Noviembre 03, 2003
Decisiones
Su espada era tan antigua como la roca que estaba pisando. El trono sobre el que descansaba había sostenido a muchos reyes, con sus dudas y sus coronas. Tomando decisiones que afectarían a miles de súbditos. Sintiendo el nerviosismo previo a la batalla, aliviando las muertes que pesaban en una conciencia sin tiempo para asimilar tanto dolor.
El cielo estaba gris, escenario perfecto para una batalla que nunca iba a suceder. Gritos que flotaban en el ambiente, vestigios de otras luchas. Más sangrientas, más decisivas.
La hierba había absorbido toda la sangre derramada en otras luchas y apuntaba rabiosa al cielo exigiendo responsabilidades. Las huellas se habían borrado, sólo quedaban testigos mudos.
Él, sentado en su trono, sosteniendo su espada, lloraba como nunca lo había hecho. Por una lucha que nunca llegó a producirse, por una batalla en la que no había vencedores y sólo un claro perdedor.
[él mismo]
Él, que había derrotado a poderosos ejércitos, que había guiado a sus tropas en demasiadas batallas. Enfrentándose contra enemigos formidables. Siempre vencedor.
La decisión había sido siempre su estandarte y ahora se sentía solo.
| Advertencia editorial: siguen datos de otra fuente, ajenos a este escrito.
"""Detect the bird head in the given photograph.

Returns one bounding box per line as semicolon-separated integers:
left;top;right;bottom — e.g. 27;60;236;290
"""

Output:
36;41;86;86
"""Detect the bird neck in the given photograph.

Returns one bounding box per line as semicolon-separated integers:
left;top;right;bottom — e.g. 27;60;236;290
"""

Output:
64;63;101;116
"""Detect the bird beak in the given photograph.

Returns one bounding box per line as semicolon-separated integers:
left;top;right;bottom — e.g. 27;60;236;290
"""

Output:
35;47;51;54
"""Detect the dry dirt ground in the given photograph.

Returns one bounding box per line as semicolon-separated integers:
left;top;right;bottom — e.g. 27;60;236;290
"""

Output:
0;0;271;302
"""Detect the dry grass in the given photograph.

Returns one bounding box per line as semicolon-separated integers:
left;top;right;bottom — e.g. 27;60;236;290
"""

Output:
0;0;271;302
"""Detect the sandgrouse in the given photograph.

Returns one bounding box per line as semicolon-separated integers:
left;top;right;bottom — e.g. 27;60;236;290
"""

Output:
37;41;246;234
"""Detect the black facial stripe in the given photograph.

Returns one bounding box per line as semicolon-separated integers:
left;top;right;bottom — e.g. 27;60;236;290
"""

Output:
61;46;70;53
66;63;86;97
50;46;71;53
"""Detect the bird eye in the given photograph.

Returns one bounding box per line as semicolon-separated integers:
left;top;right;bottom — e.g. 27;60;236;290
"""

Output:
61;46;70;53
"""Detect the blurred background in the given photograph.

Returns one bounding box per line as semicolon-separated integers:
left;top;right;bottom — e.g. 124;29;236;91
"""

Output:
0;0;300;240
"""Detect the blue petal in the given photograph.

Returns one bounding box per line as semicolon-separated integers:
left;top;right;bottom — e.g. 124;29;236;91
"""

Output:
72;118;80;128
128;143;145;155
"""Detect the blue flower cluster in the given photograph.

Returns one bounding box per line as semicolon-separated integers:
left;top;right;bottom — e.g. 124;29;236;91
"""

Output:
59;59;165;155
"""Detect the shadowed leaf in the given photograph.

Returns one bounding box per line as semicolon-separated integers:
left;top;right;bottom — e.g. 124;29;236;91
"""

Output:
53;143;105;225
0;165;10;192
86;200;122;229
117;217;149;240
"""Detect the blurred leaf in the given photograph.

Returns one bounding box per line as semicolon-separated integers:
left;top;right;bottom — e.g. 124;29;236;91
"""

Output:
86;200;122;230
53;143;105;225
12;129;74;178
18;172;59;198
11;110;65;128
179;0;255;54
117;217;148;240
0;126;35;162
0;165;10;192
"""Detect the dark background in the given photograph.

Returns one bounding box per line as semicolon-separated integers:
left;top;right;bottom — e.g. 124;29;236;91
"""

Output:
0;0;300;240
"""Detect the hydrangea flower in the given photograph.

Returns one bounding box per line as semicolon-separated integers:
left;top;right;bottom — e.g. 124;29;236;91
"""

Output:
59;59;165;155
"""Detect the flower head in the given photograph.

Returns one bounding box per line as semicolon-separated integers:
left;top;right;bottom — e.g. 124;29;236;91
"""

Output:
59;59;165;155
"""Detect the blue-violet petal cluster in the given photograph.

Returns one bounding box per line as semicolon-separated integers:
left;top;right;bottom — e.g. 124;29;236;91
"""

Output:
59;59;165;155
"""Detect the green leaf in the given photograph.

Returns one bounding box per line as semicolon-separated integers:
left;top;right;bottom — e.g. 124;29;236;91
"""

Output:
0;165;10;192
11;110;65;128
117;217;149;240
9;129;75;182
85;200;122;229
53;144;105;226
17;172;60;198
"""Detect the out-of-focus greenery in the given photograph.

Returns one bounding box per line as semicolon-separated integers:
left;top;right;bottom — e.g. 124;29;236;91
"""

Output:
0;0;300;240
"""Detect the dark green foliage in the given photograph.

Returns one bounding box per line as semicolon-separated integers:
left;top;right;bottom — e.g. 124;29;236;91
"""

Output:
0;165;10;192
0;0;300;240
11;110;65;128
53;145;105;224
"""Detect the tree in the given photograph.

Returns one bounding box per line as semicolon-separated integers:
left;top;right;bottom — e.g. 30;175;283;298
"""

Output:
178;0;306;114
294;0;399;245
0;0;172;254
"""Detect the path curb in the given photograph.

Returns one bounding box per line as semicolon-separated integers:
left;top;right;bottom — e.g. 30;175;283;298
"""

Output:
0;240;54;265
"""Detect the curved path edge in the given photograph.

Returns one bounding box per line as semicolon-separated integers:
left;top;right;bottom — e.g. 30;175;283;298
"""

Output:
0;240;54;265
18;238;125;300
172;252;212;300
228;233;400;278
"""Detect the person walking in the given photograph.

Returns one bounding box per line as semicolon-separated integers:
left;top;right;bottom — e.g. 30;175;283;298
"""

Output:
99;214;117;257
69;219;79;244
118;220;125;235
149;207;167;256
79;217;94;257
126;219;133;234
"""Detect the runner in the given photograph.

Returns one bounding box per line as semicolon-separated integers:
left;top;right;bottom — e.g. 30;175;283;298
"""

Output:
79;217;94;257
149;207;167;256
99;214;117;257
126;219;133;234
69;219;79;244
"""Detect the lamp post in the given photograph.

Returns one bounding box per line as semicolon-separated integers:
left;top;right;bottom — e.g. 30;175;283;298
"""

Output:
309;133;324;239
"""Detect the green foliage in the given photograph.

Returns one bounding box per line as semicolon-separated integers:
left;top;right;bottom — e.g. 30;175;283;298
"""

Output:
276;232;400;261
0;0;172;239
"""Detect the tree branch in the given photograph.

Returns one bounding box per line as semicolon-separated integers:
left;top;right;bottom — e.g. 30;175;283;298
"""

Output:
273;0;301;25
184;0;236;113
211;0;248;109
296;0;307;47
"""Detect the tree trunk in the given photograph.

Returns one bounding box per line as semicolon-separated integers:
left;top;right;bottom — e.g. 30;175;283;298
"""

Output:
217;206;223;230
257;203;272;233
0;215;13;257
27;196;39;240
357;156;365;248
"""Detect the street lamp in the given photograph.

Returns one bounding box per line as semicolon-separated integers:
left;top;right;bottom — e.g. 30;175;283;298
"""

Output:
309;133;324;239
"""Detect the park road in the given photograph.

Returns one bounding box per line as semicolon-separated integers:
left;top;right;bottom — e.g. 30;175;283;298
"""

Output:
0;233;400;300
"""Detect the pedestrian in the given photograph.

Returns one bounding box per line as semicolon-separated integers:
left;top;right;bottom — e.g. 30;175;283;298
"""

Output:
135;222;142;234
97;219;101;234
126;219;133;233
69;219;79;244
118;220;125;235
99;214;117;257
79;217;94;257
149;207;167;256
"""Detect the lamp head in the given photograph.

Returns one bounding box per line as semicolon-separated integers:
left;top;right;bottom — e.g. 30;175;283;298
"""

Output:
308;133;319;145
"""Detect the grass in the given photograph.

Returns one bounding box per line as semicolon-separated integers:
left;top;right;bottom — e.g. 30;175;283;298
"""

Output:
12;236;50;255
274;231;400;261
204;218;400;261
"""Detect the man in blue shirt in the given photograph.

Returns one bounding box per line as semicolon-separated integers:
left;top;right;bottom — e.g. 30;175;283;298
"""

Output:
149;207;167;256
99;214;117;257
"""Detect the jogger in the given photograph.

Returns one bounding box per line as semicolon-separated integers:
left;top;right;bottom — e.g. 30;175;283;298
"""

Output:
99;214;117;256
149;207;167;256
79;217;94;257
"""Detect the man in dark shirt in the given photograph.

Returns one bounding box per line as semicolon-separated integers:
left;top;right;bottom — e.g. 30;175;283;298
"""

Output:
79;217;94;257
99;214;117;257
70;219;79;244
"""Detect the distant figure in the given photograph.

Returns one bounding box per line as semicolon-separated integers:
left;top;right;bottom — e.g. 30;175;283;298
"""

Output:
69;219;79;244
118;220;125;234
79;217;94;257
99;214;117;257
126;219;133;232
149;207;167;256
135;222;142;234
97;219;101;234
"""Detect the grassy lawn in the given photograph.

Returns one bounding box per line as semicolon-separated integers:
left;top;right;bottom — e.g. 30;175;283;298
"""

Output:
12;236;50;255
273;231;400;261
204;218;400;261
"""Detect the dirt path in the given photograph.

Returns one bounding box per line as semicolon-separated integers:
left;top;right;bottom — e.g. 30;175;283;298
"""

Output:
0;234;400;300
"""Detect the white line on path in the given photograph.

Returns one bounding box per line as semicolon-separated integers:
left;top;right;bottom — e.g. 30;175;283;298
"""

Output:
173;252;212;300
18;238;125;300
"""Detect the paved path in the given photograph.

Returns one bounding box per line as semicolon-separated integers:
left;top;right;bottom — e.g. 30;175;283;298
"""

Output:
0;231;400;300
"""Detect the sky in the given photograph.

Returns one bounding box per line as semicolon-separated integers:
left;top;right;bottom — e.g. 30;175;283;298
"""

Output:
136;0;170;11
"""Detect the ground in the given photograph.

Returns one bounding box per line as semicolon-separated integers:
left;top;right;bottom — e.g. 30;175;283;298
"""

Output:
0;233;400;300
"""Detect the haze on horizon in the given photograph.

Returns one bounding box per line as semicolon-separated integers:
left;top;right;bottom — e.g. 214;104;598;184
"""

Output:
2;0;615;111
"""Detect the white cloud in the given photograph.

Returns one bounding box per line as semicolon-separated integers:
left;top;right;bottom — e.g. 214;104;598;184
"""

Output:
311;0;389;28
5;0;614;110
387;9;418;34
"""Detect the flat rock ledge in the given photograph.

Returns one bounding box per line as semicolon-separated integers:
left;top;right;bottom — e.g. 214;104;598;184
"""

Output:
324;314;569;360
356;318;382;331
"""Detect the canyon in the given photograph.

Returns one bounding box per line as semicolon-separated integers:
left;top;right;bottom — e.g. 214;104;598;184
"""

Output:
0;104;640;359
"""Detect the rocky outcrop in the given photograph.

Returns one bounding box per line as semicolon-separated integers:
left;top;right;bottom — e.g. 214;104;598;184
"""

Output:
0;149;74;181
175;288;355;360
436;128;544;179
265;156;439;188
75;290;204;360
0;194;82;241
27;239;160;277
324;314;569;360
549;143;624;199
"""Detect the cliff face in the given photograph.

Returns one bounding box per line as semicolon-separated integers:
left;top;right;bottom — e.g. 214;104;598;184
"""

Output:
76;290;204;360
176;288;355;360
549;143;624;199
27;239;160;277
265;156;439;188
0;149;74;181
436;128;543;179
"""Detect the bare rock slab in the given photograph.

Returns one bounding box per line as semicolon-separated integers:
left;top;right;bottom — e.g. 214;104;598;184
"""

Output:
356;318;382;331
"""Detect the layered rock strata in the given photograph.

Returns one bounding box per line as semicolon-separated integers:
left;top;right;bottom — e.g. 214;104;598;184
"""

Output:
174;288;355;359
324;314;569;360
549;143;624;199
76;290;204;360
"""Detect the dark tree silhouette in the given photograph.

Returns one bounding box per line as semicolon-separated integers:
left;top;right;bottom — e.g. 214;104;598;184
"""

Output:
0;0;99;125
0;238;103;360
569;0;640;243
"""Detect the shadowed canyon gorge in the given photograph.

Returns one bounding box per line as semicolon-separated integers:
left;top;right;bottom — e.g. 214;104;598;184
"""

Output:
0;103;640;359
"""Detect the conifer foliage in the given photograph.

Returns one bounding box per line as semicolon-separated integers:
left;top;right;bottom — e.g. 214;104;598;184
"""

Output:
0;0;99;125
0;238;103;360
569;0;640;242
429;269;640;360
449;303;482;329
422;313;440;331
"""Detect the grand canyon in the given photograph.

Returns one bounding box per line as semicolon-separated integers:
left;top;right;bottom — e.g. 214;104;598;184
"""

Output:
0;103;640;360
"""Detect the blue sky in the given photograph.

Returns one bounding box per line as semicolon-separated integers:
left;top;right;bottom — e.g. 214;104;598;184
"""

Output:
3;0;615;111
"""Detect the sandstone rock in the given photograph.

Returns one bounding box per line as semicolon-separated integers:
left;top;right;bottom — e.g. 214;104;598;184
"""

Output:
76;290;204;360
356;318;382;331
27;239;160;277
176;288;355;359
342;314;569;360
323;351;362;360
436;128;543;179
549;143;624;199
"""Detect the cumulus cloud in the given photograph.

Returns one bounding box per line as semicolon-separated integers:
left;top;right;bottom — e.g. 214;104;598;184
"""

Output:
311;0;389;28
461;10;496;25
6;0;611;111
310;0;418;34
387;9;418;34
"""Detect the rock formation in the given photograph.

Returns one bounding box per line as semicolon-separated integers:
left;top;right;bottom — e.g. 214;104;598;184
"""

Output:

No quiso comenzar una batalla de la que se sabía perdedor.
[por una mujer]
Y ahora sentía el fracaso husmeando en cada esquina, siguiendo sus pasos, ocultándose en cada sombra. Un fracaso casi peor que el rechazo, un fantasma que nunca se cansaba.
Algo que sus lágrimas no podían expulsar.
No levantó la cabeza cuando oyó unos pasos que se alejaban. No miró por la ventana aún sabiendo que ella corría bajo la lluvia, mitigando el dolor de una tierra que había visto demasiada sangre. La dejó marchar.
Levantó su espada ante sus ojos.
¬ Tú, que has derribado a tantos enemigos, contempla la derrota del rey invencible.
La guardó en su funda y dejó que el tiempo entrara en la estancia para llevárselo todo consigo. Un bálsamo que curara sus heridas, el único remedio conocido contra los cortes producidos por un filo tan efectivo.
Su espada era tan antigua como la roca que pisaba. El trono sobre el que descansaba había sostenido a muchos reyes, con sus dudas y sus coronas. Tomando decisiones que afectarían a miles de súbditos; sintiendo el nerviosismo que siempre precede a la batalla; aliviando el peso de las muertes sobre una conciencia sin tiempo para absorver tanto dolor.
El cielo estaba gris, escenario perfecto para una batalla que nunca iba a suceder. Gritos que flotaban en el ambiente, vestigios de otras luchas. Más sangrientas, más decisivas.
La hierba había absorvido toda la sangre derramada en otras luchas y apuntaba rabiosa al cielo exigiendo respuestas. Las huellas se habían borrado, sólo quedaban testigos mudos.
El, sentado en su trono, sosteniendo su espada, lloraba como nunca lo había hecho. Por una lucha que nunca llegó a producirse, por una batalla en la que no había vencedores y sólo un claro perdedor (él mismo).
El, que había derrotado a poderosos ejércitos, que había guiado a sus tropas en muchas batallas. Enfrentándose contra enemigos formidables. Siempre vencedor.
La decisión había sido siempre su estandarte y ahora se sentía solo.
No quiso comenzar una batalla de la que se sabía perdedor..., por una mujer.
Y ahora sentía el fracaso husmeando en cada esquina, siguiéndole los pasos, ocultándose en cada sombra. Un fracaso casi peor que el rechazo, un fantasma que nunca se cansaba.
Algo que sus lágrimas no podían expulsar.
No levantó la cabeza cuando oyó unos pasos que se alejaban. No miró por la ventana aún sabiendo que ella corría bajo la lluvia, mitigando el dolor de una tierra que había visto demasiada sangre. La dejó marchar...
Blandió la espada -su espada- ante sus ojos.
- Tú, que has derribado a tantos enemigos, contempla la derrota del rey invencible.
La guardó en su funda y dejó que el tiempo entrara en la distancia para llevárselo todo consigo. Un bálsamo que curara sus heridas, el único remedio conocido contra los cortes producidos por un filo tan acerado.
Modesta corrección. No es para ofender.-
Elena.-
Pd: tu escrito me hizo pensar en Marco Antonio.-
Elena: la verdad es que, ahora que lo releo, me doy cuenta de que se han escapado dos gazapos imperdonables. Las prisas, que para nada son buenas. Gracias por la corrección, siempre se agradecen las críticas ;).